Dry describes a scent with no sweetness and little moisture in its impression, vetiver, dry cedar, certain incense notes. A dry scent feels almost papery or mineral, as though the air around it has been stripped of humidity. Pencil shavings are dry. Honey is not.
Round describes a scent without sharp edges, where the elements blend smoothly and nothing protrudes. Sandalwood is round; a raw, screeching synthetic aldehyde is not. Roundness is partly a matter of balance, a well-made accord reads as round, a poorly balanced one as angular.

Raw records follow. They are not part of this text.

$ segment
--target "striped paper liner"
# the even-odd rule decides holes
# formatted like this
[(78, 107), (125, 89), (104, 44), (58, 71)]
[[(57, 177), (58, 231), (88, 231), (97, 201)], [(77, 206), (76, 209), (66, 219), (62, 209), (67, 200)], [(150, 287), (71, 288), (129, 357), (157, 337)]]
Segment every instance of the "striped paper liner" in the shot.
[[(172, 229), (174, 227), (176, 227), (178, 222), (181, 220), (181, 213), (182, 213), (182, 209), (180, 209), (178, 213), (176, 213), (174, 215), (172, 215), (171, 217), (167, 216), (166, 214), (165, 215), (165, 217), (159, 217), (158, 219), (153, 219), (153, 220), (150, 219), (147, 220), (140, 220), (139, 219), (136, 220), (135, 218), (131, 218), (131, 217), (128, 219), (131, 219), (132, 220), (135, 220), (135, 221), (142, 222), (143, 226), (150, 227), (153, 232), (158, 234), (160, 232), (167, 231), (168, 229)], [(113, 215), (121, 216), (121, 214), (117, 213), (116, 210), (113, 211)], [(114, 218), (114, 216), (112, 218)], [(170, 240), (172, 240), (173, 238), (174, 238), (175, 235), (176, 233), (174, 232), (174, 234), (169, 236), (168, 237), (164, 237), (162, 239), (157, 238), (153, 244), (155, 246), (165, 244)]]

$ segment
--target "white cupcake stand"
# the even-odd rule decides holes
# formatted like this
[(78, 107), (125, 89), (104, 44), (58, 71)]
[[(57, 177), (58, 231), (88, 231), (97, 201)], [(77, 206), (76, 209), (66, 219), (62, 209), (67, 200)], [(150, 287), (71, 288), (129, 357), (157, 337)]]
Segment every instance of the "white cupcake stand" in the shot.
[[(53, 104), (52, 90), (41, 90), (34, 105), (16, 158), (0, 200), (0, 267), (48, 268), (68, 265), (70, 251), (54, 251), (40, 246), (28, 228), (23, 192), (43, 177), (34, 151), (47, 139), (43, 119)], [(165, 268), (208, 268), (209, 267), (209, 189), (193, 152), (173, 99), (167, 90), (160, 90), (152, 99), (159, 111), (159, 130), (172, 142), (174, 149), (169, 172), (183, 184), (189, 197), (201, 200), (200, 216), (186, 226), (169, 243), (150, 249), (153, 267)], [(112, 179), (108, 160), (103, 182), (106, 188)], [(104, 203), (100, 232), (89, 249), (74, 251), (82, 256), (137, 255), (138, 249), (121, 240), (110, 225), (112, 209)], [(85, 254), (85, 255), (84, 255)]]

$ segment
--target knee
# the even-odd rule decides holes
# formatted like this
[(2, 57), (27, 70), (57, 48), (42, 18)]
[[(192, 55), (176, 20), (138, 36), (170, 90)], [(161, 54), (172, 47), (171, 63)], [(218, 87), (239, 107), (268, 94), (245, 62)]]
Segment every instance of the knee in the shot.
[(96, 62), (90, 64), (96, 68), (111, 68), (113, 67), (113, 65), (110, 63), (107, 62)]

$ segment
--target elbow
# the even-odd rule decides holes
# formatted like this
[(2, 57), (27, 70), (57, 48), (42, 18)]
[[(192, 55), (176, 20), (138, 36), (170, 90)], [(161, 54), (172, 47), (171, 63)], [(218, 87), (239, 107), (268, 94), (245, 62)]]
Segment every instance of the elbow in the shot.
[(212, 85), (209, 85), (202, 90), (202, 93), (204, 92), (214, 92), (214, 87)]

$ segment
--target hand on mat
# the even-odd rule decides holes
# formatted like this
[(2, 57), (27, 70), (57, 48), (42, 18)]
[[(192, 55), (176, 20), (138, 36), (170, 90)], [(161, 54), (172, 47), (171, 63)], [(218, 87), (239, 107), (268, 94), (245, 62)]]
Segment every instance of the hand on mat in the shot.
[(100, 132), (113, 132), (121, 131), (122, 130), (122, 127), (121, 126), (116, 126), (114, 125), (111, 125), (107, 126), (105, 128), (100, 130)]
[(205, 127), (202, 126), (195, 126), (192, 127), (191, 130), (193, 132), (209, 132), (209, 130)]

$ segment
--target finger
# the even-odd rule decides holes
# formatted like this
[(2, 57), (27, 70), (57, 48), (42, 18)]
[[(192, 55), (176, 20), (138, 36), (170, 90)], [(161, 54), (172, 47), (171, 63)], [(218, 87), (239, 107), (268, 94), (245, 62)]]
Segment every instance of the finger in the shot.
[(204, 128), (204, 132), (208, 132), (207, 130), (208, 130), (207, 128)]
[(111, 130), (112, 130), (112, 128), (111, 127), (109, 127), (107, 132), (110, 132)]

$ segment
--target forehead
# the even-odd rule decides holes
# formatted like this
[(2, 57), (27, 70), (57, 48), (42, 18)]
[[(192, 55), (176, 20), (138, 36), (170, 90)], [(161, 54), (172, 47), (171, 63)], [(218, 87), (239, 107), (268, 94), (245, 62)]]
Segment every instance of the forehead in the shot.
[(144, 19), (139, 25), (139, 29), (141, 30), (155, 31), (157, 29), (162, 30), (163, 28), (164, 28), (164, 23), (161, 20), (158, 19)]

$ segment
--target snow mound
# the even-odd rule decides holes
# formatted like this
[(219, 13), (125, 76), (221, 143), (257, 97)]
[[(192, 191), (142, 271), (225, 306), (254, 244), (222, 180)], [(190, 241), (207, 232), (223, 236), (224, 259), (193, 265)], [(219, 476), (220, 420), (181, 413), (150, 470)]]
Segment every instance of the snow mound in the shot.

Warm and cool divide the spectrum in a way most people grasp intuitively. Warm scents, amber, vanilla, resins, certain woods, feel enveloping and low. Cool scents, mint, some pine notes, fresh herbs, feel airy and high. The temperature is imagined, but the consensus around it is real enough to communicate.
These words are metaphors that have hardened into something like agreement. Two people who know the vocabulary can call a scent dry and woody, cooler than expected, with good sillage and understand each other precisely. That is no small achievement for the mute sense.
Where description becomes metaphor
And yet the vocabulary has a limit, and honesty requires naming it. Past a certain point, all scent description becomes comparison and metaphor, because there is nowhere else to go. To say a scent is dry is already to import a word from touch. To say it is bright is to borrow from sight. The terminology of perfumery is a scaffold of metaphors that the trade has agreed to treat as literal, useful precisely because the agreement holds, but metaphor underneath all the same.
This is not a failure to be solved. It is the condition of describing smell at all. The best one can do is be specific about the comparison: not it smells fresh but it smells of cut grass and crushed stems, green and slightly bitter. Not it smells woody but it smells of dry cedar, cooler and sharper than sandalwood. The comparison stays, but it is anchored to something the reader can summon.
Describing a scent well, then, is less about finding the perfect word than about choosing the most exact comparison and trusting it to carry. The nose knows the difference. The language is only ever catching up.